Bought a new phone today.



I'm kinda use to the old original one. I hate change!



I got one this morning and took it back this afternoon and exchanged, along with MORE money for another one.



I think they have Weirdo Geeks designing this crap.



I just want a cell phone.....Not a office and whats wrong with a plain old phone ring?

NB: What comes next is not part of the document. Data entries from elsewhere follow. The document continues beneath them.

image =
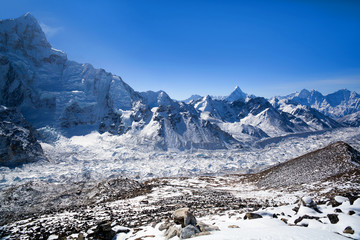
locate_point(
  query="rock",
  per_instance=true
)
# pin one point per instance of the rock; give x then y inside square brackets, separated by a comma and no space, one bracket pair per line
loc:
[233,226]
[351,212]
[284,220]
[202,234]
[334,203]
[184,217]
[309,202]
[251,216]
[295,209]
[188,232]
[103,232]
[80,236]
[349,230]
[305,217]
[333,218]
[18,144]
[172,232]
[207,228]
[120,229]
[165,226]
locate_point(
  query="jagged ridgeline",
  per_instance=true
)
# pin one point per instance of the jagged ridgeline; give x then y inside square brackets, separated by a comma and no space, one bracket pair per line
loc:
[50,90]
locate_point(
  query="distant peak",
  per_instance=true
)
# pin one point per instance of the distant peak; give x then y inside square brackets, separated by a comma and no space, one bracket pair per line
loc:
[28,18]
[237,94]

Did I mention I hate change?





:reallycrying


----------



## flats stalker (Oct 2, 2007)

i hear ya,i went last year and bought one of the samsung instincts and hated that thing,went and recently got the lotus which actually feels like a phone.but damn phones are exspensive.o yea,good giiging,cant wait till i can get out there.


----------



## Flounder9.75 (Sep 28, 2007)

Glad to hear somebodys getting some the water over here looks like Yohoo Mobile River created today so it might clear up by mid Nov.

Shark I had a first about 3 week ago Ship wave knocked me out of to boat luckily it was only nut deep and my phone survived. Washed my boat up on beach luckily the neext 4or 5 roller helped me get it off. Sure screwed up the water on that beach A first in 20 yrs


----------



## X-Shark (Oct 3, 2007)

My brother just sent these pix's to me.



This is minus 3 Flounder and 1 Mullet that Ed took.


----------



## whome (Oct 2, 2007)

> *angus_cow_doctor (10/22/2009)*All the insurance people want to know if it had water damage. That is always the first question. If so, usually you get to pay for it. There is some sort of a moisture indicator in phones nowadays. Assurion is not fun to play with.


Thats why you just say you "lost" it. Don't know where you "lost" it....then its covered under insurance


----------



## banjovie (Nov 1, 2008)

Nice hall!! That Mullet looks like a sub!


----------



## mekell (Sep 27, 2007)

I aint buying that you hate change. Example......."My new flounder boat"


----------



## Death From Above (Sep 28, 2007)

Nice catch! :clap

Where you using the new flounder boat or is it still being finished?


----------



## X-Shark (Oct 3, 2007)

New boat is not near done.



There is more pipe bending and welding to do, paint, wiring, etc,etc



The "Famous" question that everyone ask's when your building a boat is....



"When will is be done?"



The answer is "When it's finished."


----------